Open Source Business model is here to stay! What is it? Here it is laid out in simple and very succinct terms by the JBoss folks on their website!


The Professional Open Source methodology is based on the following:

  1. We hire and pay experts in the open source community to write exceptional and innovative software full-time. Unlike first generation open source providers, we control the direction and source code for our projects. This way , we can ensure that all bug fixes and patches are rolled into future versions of our products.
  2. We only use open source licenses that are friendly to end-user IT shops, independent software vendors, and the community itself.
  3. Directly and through our Certified Partners, we deliver the best support services available; all of which are backed up by the real product experts. Services include the JBoss Subscription , Consulting, and Training.

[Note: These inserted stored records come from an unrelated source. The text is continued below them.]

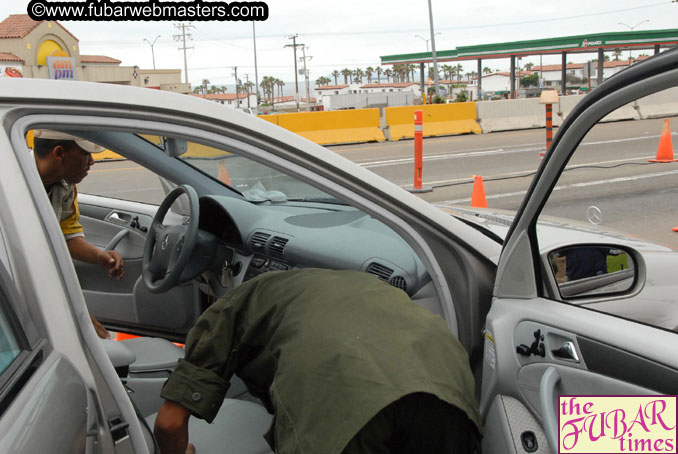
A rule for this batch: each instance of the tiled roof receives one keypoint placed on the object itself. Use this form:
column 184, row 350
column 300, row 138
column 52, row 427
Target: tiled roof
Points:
column 279, row 100
column 558, row 67
column 6, row 56
column 222, row 96
column 98, row 59
column 507, row 74
column 331, row 87
column 20, row 25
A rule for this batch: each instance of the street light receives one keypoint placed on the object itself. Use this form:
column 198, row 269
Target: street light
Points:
column 152, row 52
column 428, row 67
column 632, row 28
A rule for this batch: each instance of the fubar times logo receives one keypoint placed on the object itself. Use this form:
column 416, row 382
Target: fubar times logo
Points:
column 617, row 424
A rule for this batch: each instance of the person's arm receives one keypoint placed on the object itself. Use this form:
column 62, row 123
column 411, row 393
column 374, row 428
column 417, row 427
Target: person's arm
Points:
column 171, row 428
column 81, row 249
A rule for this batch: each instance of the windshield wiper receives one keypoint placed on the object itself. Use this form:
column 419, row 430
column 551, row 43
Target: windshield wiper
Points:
column 331, row 200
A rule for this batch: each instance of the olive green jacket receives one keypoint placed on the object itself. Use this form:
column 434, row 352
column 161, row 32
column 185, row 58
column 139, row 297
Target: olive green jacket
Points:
column 325, row 350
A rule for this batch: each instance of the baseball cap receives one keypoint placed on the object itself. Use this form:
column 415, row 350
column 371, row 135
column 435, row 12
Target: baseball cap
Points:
column 86, row 145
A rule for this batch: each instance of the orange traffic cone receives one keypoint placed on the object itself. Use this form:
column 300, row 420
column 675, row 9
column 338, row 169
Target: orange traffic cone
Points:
column 222, row 174
column 665, row 150
column 478, row 196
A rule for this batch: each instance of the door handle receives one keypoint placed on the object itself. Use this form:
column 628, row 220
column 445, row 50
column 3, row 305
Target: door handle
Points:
column 116, row 239
column 547, row 387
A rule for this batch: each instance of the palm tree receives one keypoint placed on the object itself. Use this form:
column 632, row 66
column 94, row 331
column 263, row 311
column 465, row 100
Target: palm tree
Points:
column 412, row 67
column 358, row 75
column 280, row 84
column 346, row 73
column 460, row 69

p>IT Manager’s Journal gives some very good information on how the Open Source Business Model is structured. This paragraph gives at a high level as to how the various businesses are using the Open Source Model:

There are many strategies around open source platform applications and utilities aside from Linux or an open source solution stack. These strategies include substantial marketing and service alternatives that are creative and highly competitive. An open source initiative, for instance, may establish an industry standard. A relatively straightforward and simple open source marketing decision may reposition a company or product. For example, using the "patronage" strategy, IBM embraces and extends open source software with refinements that may help them pursue new markets or position themselves against established competitors more effectively. While some open source strategies are fairly obvious, others may have hidden agendas such as monopolizing a software segment or leveraging a patent portfolio. Likewise OSS creates product strategy and business model challenges for many traditional software vendors. Companies like Sun, BEA, and Wind River currently feel the impact of OSS on their business as OSS threatens to commoditize parts of their software portfolio.

These are the Seven Basic Strategies around which an Open Source Business model is generally woven around.

The Optimization Strategy
The Dual License Strategy
The Consulting Strategy
The Subscription Strategy
The Patronage Strategy
The Hosted Strategy
The Embedded Strategy

Here is the bottomline that a company MUST understand while creating its business model for the Open Source Intervention in the technology market!

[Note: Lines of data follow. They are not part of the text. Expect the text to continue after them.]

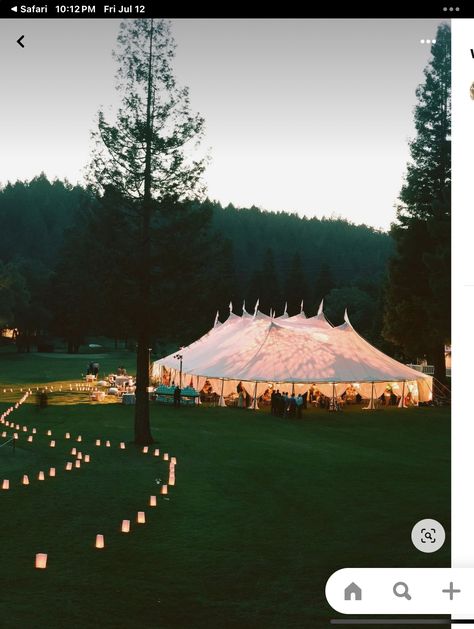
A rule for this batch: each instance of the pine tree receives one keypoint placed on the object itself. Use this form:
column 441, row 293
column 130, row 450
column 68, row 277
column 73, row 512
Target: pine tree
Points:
column 324, row 283
column 144, row 156
column 296, row 285
column 417, row 311
column 270, row 298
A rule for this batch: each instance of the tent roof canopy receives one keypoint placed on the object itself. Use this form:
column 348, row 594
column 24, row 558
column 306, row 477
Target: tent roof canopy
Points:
column 262, row 348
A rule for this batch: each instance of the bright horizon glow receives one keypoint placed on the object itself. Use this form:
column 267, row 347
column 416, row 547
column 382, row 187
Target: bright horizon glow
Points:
column 305, row 116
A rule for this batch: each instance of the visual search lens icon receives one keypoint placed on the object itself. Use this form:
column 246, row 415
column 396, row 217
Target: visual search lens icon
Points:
column 400, row 590
column 428, row 536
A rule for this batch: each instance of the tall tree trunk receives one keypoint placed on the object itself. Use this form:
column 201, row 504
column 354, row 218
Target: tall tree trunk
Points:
column 142, row 407
column 439, row 362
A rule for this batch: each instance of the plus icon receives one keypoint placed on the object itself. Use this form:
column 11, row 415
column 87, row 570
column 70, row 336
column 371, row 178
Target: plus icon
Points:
column 451, row 591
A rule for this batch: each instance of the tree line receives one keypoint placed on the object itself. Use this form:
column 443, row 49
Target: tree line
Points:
column 69, row 265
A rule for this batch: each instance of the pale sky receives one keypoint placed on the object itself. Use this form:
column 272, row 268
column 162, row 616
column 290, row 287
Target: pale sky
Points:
column 310, row 116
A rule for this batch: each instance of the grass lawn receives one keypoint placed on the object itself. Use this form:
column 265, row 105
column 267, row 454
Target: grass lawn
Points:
column 263, row 510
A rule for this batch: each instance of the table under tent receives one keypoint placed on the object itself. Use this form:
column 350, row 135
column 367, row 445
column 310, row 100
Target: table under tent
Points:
column 293, row 354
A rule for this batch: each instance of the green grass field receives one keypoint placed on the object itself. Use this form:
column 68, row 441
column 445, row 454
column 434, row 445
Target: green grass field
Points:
column 263, row 510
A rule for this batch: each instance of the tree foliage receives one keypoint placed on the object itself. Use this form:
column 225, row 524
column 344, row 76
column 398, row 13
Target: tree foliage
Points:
column 417, row 312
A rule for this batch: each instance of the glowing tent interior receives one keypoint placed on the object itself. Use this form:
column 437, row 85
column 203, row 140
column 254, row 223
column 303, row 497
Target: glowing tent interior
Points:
column 293, row 353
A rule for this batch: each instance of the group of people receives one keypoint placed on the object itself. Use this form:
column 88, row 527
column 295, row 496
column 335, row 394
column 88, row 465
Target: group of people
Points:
column 285, row 405
column 93, row 369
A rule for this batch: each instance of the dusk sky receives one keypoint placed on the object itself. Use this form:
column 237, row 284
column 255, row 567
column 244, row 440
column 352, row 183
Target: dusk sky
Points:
column 310, row 116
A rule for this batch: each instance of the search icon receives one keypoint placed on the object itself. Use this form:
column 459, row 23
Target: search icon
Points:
column 400, row 589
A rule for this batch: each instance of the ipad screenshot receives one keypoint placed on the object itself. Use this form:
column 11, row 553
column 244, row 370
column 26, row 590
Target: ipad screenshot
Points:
column 228, row 273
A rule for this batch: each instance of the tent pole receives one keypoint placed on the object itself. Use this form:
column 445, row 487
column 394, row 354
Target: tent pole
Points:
column 221, row 399
column 402, row 400
column 254, row 405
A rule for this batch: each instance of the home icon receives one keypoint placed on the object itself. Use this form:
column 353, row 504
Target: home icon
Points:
column 353, row 593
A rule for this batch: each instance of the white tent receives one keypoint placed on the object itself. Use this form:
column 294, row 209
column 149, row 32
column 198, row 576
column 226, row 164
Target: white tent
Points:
column 294, row 353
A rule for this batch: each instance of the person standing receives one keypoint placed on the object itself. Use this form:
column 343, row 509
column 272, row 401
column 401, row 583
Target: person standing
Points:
column 299, row 406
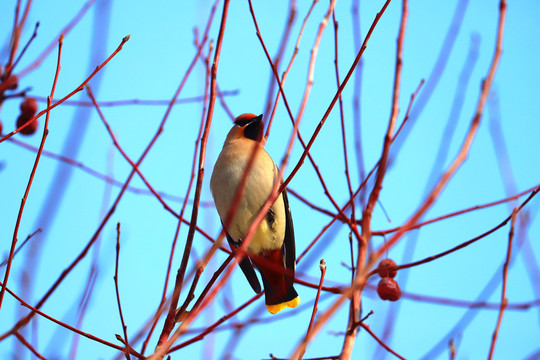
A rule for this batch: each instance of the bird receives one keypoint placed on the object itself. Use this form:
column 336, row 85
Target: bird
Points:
column 272, row 247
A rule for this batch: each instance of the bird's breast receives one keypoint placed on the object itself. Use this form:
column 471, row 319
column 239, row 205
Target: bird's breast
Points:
column 229, row 172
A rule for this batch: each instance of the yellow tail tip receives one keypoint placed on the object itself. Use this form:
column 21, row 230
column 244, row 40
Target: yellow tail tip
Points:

There are a number of ways to chart successful open source business strategies. Open source provides a powerful tool for getting a business on a faster revenue trajectory, for improving value, and for out-maneuvering the competition. Some of the business models in this discussion parallel traditional commercial software; others invoke new services or businesses. Examples like Amazon, Google, and Neoteris demonstrate that Linux and other OSS can even help companies that are not strictly in the software business achieve tremendous growth and profitability in a relatively short time.

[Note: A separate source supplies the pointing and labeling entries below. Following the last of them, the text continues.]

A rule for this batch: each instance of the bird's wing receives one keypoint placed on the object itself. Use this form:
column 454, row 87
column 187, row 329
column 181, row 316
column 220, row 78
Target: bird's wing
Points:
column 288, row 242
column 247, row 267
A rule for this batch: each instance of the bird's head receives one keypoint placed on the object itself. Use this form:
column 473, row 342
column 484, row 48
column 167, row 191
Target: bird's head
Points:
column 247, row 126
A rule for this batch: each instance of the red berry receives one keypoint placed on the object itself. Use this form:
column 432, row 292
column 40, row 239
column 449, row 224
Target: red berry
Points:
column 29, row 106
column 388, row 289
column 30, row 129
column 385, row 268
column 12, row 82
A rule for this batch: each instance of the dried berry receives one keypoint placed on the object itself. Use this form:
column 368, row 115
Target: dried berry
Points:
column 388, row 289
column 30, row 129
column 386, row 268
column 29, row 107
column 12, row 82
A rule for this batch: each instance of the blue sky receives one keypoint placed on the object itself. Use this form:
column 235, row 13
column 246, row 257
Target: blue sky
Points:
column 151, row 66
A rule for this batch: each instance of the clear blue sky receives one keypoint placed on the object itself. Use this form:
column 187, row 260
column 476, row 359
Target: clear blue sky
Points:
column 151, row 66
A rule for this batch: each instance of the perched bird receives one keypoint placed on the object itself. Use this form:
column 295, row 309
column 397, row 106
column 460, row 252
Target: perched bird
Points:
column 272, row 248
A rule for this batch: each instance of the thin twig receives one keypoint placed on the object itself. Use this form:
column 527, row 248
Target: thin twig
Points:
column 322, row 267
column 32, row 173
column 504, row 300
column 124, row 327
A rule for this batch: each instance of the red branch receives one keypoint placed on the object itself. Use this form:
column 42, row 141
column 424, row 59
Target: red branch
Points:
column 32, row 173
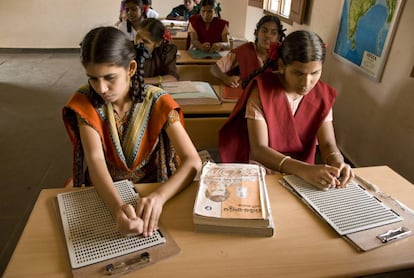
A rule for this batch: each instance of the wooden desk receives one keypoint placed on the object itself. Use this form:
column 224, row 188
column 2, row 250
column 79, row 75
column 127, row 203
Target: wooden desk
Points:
column 303, row 245
column 179, row 38
column 186, row 59
column 203, row 122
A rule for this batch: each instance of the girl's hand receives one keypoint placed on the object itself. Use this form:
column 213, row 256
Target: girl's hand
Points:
column 322, row 176
column 346, row 174
column 232, row 81
column 127, row 221
column 149, row 209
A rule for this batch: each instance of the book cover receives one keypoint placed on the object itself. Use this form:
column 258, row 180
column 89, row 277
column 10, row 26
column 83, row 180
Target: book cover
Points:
column 232, row 195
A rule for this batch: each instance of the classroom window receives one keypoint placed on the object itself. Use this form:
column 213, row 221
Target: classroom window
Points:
column 280, row 7
column 288, row 11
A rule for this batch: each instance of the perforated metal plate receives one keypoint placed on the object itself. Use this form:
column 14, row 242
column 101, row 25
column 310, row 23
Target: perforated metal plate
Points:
column 90, row 230
column 347, row 210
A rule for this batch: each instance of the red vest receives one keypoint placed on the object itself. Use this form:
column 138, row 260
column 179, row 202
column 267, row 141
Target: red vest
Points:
column 288, row 134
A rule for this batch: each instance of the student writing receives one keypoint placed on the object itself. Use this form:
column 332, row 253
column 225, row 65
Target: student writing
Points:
column 160, row 66
column 282, row 115
column 240, row 62
column 121, row 128
column 208, row 32
column 135, row 13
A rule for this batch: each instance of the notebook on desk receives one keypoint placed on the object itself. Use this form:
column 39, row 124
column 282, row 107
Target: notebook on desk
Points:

Business managers should understand open source business strategies and determine which strategies are useful for their companies to adopt. Investors should consider the models here when evaluating companies they may be considering for their portfolios. Identifying trends quickly and taking action can be a powerful advantage. Hopefully this article provides a clear introduction to the open source business dynamics that are permanently changing the software industry.